Our results show that while reducing the WoFS grid spacing to 1.5 km generally improves deterministic skill (as measured by CSIDET) in forecasting rotating storm occurrence, it has little positive impact on CSIDET when considering a broader sample of rotating and nonrotating storms identified by their REFLCOMP exceeding the 99th climatological percentile (Figs. 35). Given that rotation track objects tend to have higher wMAX compared to reflectivity objects for both the Realtime and HIRES WoFS (cf. 12, 13), our results are consistent with L21, who found that reducing WoFS Δx to 1 km only improved the detection of the most intense thunderstorms. Also like L21, we find that reduced WoFS grid spacing improves probabilistic mesocyclone forecasts, although L21 used an alternative probabilistic object verification metric focused on removal of forecaster prior uncertainty. Our finding a modest—but statistically significant—improvement in low-level mesocyclone detection in the HIRES WoFS for some forecast periods (Figs. 5c, 9b) also supports Potvin and Flora (2015), who showed that reducing Δx from 3 to 1 km can improve model representation of rapid low-level mesocyclone strengthening and weakening in idealized supercell simulations. Therefore, we find that reducing Δx to 1.5 km in downscaled WoFS forecasts initialized from Δx = 3 km analyses does, to some degree, benefit the WoF mission by improving detection of rotating storms at 0–3-h lead times.

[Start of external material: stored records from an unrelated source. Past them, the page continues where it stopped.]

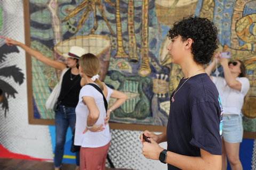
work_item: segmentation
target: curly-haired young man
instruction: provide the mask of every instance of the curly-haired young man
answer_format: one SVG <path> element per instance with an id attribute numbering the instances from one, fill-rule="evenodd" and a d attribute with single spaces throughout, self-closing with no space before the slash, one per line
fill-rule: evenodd
<path id="1" fill-rule="evenodd" d="M 143 154 L 168 163 L 168 169 L 220 169 L 222 107 L 202 65 L 218 48 L 216 27 L 206 19 L 193 16 L 175 23 L 167 36 L 170 56 L 184 78 L 171 96 L 166 132 L 156 135 L 145 131 L 151 143 L 140 135 Z M 165 141 L 167 150 L 158 145 Z"/>

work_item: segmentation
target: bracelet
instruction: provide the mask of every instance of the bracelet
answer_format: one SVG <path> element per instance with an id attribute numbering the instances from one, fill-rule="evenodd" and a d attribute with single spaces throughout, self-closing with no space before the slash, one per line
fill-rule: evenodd
<path id="1" fill-rule="evenodd" d="M 91 126 L 88 126 L 87 125 L 86 125 L 87 129 L 91 129 L 92 127 L 93 127 L 93 125 L 92 125 Z"/>

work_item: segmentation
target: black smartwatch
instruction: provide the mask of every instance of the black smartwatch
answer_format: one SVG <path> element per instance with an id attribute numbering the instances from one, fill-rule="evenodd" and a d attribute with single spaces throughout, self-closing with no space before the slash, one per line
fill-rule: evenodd
<path id="1" fill-rule="evenodd" d="M 166 149 L 164 149 L 162 152 L 160 152 L 160 155 L 159 156 L 159 160 L 162 163 L 166 163 L 165 161 L 166 160 L 167 151 L 167 150 Z"/>

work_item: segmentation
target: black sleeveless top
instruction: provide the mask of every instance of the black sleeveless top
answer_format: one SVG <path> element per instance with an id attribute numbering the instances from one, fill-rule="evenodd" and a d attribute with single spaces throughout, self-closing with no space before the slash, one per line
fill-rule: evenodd
<path id="1" fill-rule="evenodd" d="M 71 80 L 73 79 L 73 80 Z M 69 69 L 64 74 L 61 83 L 61 89 L 58 100 L 61 100 L 61 104 L 71 107 L 76 107 L 78 103 L 79 93 L 82 88 L 81 85 L 81 77 L 80 75 L 71 74 L 71 69 Z M 72 89 L 69 89 L 73 86 Z M 67 92 L 69 92 L 67 94 Z M 64 97 L 64 98 L 63 97 Z"/>

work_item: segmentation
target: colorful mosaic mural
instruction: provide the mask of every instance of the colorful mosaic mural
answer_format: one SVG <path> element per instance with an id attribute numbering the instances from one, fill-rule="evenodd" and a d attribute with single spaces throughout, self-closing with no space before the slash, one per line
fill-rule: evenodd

The more challenging question to address going forward is whether the increased computational cost associated with halving the WoFS Δx could be more beneficial to the WoFS mission if put toward other purposes, such as increasing the ensemble size. The subjective evaluations comparing an 18-member Realtime and 9-member HIRES ensemble showed similar subjective ratings, and similar studies could be carried out in the future between an 18-member Realtime ensemble and a Realtime ensemble with larger membership to explore whether more ensemble members would create a larger difference in subjective rating. A future study examining WoFS Δx sensitivity in a larger number of cases to include more “classic” Great Plains supercells would also be beneficial. Our deterministic and probabilistic object-based analysis methods could also be further improved by developing an automated method for distinguishing between discrete mesocyclones and rotating storms embedded within squall lines, as it might be reasonable to expect that a smaller Δx could have a more beneficial impact on the latter, given their tendency to be associated with narrower, shallower, weaker, and more short-lived updrafts. Finally, we should keep in mind that this study only investigated the impact of reduced Δx in downscaled WoFS forecasts. It is possible that reducing Δx to 1.5 km within the 15-min WoFS data assimilation cycling—thus giving the background forecast fields a more finescale structure—could provide more significant benefit, particularly for later-cycle WoFS forecasts, although this would incur a significant additional computational expense. Nevertheless, we find that reducing WoFS free forecast Δx by a factor of ½ results in statistically significant improvement for most short-range deterministic and probabilistic mesocyclone forecast skill metrics evaluated; therefore, this WoFS configuration change should be strongly considered for future implementations.

1

Hereafter, the use of “Δx” represents the horizontal grid spacing in “x” and “y” directions.

2

Although the WoFS mission primarily focuses on 0–3-h forecasts, the experimental WoFS is now routinely run for a 6-h period.

3

The 2 March case was an exception since it was an overnight event that occurred prior to the 2020 SFE period. WoFS was cycled retrospectively starting from the 1200 UTC 2 March HRRRE initial conditions and continuing through 0800 UTC 3 March.

4

As mentioned in Flora et al. (2021), the WRF-output instantaneous 80 m AGL wind speed has traditionally been used as a proxy for the maximum 10 m AGL wind gust recorded over the time intervals between model output timestamps.

Acknowledgments.

The authors thank Thomas Galarneau for kindly providing an informal review of this manuscript with helpful comments. Gerry Creager’s efforts in managing the NSSL high-performance computing system maintenance and operations were indispensable in ensuring smooth execution of the Realtime and HIRES WoFS forecast runs throughout the 2020 SFE period. This work was prepared by the authors with funding from a Presidential Early Career Award for Scientists and Engineers, the NSSL Forecast Research and Development Division, and the NOAA/Office of Oceanic and Atmospheric Research under NOAA–University of Oklahoma Cooperative Agreement NA11OAR4320072, U.S. Department of Commerce.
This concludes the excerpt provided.